El motivo de esta aparente incongruencia no es otro sino la confusión entre medios y fines en el libre mercado. Para sobrevivir en el mercado es necesario comprender sus fundamentos y adaptar la empresa a éstos. Aquellas empresas que los entienden y se adecuan sobreviven, mientras que otras, que no lo hacen, quiebran y fracasan, sin excepciones. No obstante, ninguna de las recetas anteriores constituye en sí mismo un principio fundamental del mercado, sino que simplemente son herramientas que pueden ayudar a cumplirlos. Por tanto, como herramientas que son, no constituyen un fin sino un medio.

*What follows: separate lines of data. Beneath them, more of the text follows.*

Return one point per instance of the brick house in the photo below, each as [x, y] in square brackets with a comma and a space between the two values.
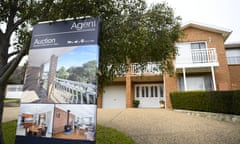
[202, 63]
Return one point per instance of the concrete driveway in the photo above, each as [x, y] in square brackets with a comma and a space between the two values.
[157, 126]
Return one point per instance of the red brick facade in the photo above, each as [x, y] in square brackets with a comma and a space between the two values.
[226, 76]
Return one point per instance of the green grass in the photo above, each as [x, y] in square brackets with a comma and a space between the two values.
[105, 135]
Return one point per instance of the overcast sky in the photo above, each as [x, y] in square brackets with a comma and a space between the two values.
[221, 13]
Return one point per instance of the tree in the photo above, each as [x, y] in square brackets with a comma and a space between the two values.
[129, 33]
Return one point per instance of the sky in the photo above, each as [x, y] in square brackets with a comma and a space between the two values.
[76, 57]
[220, 13]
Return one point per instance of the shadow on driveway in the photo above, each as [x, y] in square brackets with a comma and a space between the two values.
[157, 126]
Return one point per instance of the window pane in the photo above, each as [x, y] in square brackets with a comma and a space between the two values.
[151, 91]
[137, 91]
[156, 91]
[146, 91]
[161, 91]
[142, 91]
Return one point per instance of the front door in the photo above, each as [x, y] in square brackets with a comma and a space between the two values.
[149, 95]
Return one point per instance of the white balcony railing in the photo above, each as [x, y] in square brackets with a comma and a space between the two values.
[205, 56]
[233, 60]
[149, 68]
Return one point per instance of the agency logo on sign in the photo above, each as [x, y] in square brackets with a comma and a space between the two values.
[45, 42]
[88, 25]
[65, 33]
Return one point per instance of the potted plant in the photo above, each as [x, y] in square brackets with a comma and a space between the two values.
[136, 103]
[162, 103]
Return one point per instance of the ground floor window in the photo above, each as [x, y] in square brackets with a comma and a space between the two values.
[202, 82]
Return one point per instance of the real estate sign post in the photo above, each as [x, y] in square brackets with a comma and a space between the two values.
[59, 98]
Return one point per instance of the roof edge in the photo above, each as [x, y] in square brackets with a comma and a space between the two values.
[212, 28]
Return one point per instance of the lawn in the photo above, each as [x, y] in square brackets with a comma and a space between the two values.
[104, 135]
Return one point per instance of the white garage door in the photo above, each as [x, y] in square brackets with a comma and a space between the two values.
[149, 95]
[114, 97]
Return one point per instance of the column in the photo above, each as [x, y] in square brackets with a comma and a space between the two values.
[213, 77]
[51, 75]
[184, 80]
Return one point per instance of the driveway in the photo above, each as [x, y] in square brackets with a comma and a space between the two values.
[157, 126]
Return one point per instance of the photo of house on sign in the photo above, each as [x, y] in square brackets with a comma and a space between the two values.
[62, 75]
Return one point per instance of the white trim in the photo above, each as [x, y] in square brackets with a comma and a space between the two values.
[213, 78]
[184, 79]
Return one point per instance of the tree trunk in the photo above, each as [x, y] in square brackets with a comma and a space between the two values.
[2, 96]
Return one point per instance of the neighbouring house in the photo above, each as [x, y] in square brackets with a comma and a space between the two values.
[203, 62]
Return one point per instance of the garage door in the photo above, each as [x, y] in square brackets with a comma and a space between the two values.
[149, 95]
[114, 97]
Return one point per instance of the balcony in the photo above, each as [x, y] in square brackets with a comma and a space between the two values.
[149, 68]
[196, 58]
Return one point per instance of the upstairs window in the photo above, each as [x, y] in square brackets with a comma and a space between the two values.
[233, 56]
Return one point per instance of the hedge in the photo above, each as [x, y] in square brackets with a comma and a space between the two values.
[208, 101]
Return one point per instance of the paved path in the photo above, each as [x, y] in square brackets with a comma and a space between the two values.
[156, 126]
[10, 113]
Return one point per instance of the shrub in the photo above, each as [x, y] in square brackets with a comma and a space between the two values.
[212, 101]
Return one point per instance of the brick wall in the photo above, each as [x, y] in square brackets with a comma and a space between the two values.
[214, 40]
[235, 76]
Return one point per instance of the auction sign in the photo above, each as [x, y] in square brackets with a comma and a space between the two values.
[58, 103]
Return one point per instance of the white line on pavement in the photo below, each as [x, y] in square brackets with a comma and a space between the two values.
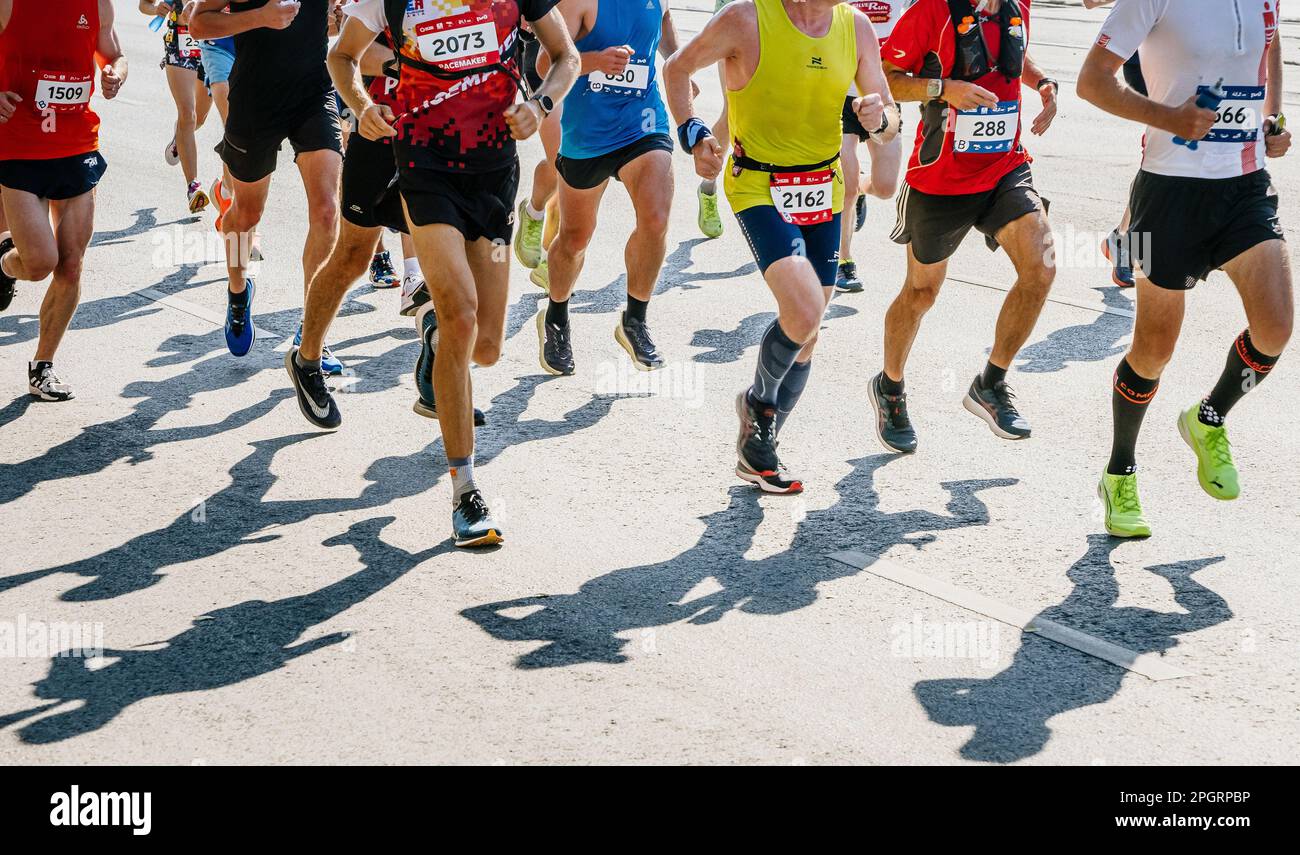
[1149, 665]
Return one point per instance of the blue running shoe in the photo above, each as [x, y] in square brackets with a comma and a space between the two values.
[239, 330]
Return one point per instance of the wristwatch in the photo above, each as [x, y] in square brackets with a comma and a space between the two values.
[545, 102]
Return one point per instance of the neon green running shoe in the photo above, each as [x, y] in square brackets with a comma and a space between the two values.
[528, 238]
[1214, 467]
[541, 276]
[1118, 497]
[710, 221]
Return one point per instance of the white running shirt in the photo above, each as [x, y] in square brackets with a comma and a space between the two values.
[1190, 43]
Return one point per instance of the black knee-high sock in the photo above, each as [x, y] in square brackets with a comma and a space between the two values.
[1127, 406]
[792, 387]
[776, 354]
[1246, 369]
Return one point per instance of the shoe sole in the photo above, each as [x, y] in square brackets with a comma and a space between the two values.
[490, 538]
[541, 347]
[1105, 504]
[299, 394]
[1200, 478]
[875, 408]
[987, 417]
[622, 338]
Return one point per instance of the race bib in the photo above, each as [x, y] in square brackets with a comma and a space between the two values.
[186, 46]
[987, 130]
[804, 199]
[1239, 114]
[63, 91]
[635, 78]
[458, 42]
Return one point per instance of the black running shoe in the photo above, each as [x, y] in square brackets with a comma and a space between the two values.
[313, 396]
[8, 283]
[43, 383]
[635, 338]
[427, 404]
[893, 426]
[472, 524]
[554, 351]
[996, 408]
[755, 445]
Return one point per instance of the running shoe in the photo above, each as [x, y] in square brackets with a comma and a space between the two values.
[1118, 497]
[846, 278]
[221, 200]
[427, 404]
[554, 350]
[710, 221]
[198, 199]
[330, 365]
[996, 408]
[313, 396]
[414, 295]
[528, 238]
[8, 283]
[893, 426]
[382, 276]
[43, 383]
[635, 338]
[541, 276]
[1214, 467]
[1121, 264]
[472, 524]
[239, 330]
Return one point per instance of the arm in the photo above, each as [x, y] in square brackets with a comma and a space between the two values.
[211, 21]
[555, 40]
[108, 53]
[1099, 86]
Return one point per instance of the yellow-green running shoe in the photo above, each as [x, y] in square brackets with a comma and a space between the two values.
[541, 276]
[710, 221]
[528, 238]
[1118, 497]
[1214, 467]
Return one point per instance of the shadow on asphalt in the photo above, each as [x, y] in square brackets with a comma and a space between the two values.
[584, 626]
[1010, 711]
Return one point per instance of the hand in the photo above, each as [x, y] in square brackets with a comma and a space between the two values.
[376, 122]
[1043, 121]
[8, 104]
[109, 82]
[524, 118]
[614, 60]
[277, 16]
[1191, 121]
[965, 95]
[1275, 144]
[709, 157]
[870, 111]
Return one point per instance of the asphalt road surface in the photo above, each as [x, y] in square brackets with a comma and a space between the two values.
[263, 593]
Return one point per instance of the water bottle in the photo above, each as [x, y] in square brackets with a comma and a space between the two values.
[1209, 100]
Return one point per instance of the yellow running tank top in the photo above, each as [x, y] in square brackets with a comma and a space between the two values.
[789, 111]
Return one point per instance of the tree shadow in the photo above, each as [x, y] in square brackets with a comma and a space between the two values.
[220, 649]
[584, 626]
[1010, 711]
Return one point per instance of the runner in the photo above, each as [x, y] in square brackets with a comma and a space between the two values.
[885, 159]
[278, 90]
[50, 161]
[185, 78]
[614, 126]
[966, 169]
[1203, 208]
[458, 174]
[789, 213]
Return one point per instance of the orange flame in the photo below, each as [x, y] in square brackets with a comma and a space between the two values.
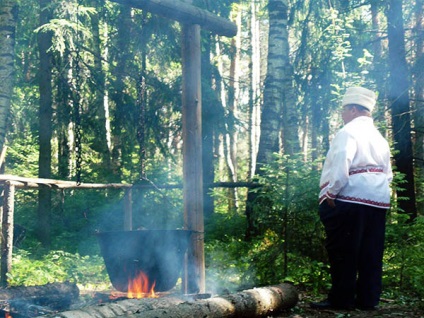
[139, 287]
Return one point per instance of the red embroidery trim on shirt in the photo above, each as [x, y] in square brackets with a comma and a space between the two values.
[364, 170]
[364, 201]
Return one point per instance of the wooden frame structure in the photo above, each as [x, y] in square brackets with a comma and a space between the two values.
[10, 183]
[192, 19]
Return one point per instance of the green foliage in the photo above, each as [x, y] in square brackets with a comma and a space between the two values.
[56, 266]
[404, 255]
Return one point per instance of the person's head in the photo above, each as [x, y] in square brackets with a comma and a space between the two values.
[357, 101]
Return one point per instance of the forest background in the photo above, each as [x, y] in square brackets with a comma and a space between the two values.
[90, 91]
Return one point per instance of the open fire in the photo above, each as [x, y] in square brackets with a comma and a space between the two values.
[140, 287]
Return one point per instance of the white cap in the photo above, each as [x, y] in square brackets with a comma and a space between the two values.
[360, 96]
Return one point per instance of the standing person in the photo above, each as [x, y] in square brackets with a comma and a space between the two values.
[354, 197]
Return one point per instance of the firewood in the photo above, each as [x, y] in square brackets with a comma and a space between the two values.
[257, 302]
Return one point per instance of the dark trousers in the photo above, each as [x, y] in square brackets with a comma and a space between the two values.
[355, 243]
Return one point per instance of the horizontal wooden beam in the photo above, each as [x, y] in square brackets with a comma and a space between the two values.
[33, 183]
[185, 13]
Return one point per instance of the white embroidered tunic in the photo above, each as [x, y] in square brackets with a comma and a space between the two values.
[357, 168]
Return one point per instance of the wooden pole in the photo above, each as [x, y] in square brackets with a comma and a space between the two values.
[192, 154]
[186, 14]
[7, 232]
[128, 210]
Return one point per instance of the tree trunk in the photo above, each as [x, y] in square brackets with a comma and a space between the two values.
[45, 123]
[254, 87]
[209, 102]
[119, 96]
[400, 108]
[8, 18]
[257, 302]
[419, 102]
[275, 98]
[101, 123]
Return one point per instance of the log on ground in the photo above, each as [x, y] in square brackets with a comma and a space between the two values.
[257, 302]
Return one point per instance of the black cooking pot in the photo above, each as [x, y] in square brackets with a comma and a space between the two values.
[159, 254]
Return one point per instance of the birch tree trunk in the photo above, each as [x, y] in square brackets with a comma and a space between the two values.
[8, 18]
[400, 105]
[45, 123]
[102, 121]
[277, 113]
[418, 78]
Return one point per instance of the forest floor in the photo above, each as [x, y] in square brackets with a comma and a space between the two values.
[387, 308]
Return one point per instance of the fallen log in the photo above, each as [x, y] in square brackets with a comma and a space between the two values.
[257, 302]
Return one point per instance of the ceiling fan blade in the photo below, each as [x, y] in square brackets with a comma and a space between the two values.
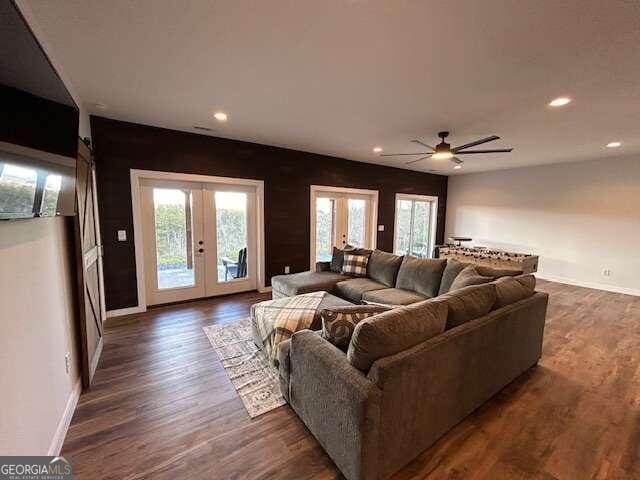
[416, 161]
[477, 142]
[396, 154]
[423, 144]
[499, 150]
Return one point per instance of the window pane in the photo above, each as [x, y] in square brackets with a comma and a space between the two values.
[174, 243]
[421, 221]
[51, 192]
[231, 230]
[403, 227]
[356, 222]
[325, 228]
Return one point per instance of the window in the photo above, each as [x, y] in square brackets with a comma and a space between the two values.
[415, 225]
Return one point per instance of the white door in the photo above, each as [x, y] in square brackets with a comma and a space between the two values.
[199, 239]
[341, 218]
[415, 225]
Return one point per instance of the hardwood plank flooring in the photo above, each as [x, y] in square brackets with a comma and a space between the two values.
[162, 406]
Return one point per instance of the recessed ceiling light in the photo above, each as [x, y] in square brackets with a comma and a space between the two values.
[559, 102]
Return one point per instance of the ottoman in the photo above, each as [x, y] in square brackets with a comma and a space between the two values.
[327, 302]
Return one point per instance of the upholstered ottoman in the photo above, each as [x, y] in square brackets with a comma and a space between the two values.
[327, 301]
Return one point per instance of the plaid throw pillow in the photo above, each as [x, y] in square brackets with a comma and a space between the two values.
[338, 323]
[355, 265]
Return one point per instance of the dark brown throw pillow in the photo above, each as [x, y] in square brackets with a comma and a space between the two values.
[513, 289]
[338, 323]
[355, 265]
[467, 277]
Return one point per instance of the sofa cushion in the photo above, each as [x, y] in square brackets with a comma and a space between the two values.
[451, 271]
[305, 282]
[383, 267]
[337, 257]
[469, 276]
[338, 323]
[353, 289]
[355, 265]
[467, 303]
[393, 296]
[394, 331]
[497, 272]
[421, 275]
[513, 289]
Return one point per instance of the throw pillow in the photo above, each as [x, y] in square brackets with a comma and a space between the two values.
[337, 257]
[421, 275]
[383, 267]
[355, 265]
[468, 303]
[513, 289]
[467, 277]
[338, 323]
[392, 332]
[451, 271]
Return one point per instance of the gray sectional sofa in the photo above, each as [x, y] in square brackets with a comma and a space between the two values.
[413, 372]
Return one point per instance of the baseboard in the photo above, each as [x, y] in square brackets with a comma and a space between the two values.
[125, 311]
[65, 421]
[594, 285]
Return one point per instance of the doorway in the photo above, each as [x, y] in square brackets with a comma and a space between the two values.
[198, 238]
[415, 225]
[340, 217]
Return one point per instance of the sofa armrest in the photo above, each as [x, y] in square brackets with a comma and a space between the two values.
[336, 402]
[323, 266]
[435, 384]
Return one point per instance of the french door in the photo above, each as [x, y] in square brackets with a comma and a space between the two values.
[199, 239]
[415, 225]
[341, 217]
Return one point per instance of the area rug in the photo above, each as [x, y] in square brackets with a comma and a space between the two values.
[249, 370]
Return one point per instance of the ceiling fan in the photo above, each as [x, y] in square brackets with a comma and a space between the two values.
[444, 151]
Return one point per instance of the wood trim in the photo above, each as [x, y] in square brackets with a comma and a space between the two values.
[67, 415]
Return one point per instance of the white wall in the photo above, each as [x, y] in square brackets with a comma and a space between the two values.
[36, 331]
[580, 218]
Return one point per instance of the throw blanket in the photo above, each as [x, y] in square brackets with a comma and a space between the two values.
[276, 320]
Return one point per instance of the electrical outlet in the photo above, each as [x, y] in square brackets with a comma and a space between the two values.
[67, 364]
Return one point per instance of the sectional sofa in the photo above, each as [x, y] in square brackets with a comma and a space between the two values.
[412, 372]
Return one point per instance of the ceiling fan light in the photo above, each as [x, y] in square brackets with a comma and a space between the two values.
[442, 155]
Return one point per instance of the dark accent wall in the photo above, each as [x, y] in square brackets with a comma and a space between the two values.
[287, 174]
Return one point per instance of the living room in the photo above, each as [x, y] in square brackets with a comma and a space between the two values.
[359, 240]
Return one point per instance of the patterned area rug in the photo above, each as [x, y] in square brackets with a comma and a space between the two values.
[249, 370]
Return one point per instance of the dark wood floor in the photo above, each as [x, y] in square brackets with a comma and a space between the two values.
[162, 406]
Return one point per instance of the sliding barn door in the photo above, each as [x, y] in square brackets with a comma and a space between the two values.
[89, 260]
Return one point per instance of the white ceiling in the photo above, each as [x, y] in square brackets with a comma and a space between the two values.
[340, 77]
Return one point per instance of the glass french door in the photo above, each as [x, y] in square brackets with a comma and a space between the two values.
[415, 222]
[199, 239]
[340, 219]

Para comprender el libre mercado debe entenderse primeramente cómo se llevan a cabo las transacciones entre consumidores y productores. El principio fundamental de las mismas radica en su total voluntariedad. Los intercambios se rigen por el principio de libertad absoluta y nula coacción. Ninguna empresa puede obligar a un consumidor a comprar algo que no le satisfaga, al igual que ningún comprador puede adquirir un determinado bien o servicio sin ofrecer a cambio algo que el vendedor valore lo suficiente como para desprenderse del mismo. Por lo tanto, si una empresa quiere que un consumidor le compre un bien o servicio no existe ninguna manera de obligarlo a realizar la adquisición, sino que ha de demostrarle a éste que el mismo le va a suponer un beneficio, y que éste compensa el pago que tiene que realizar a cambio.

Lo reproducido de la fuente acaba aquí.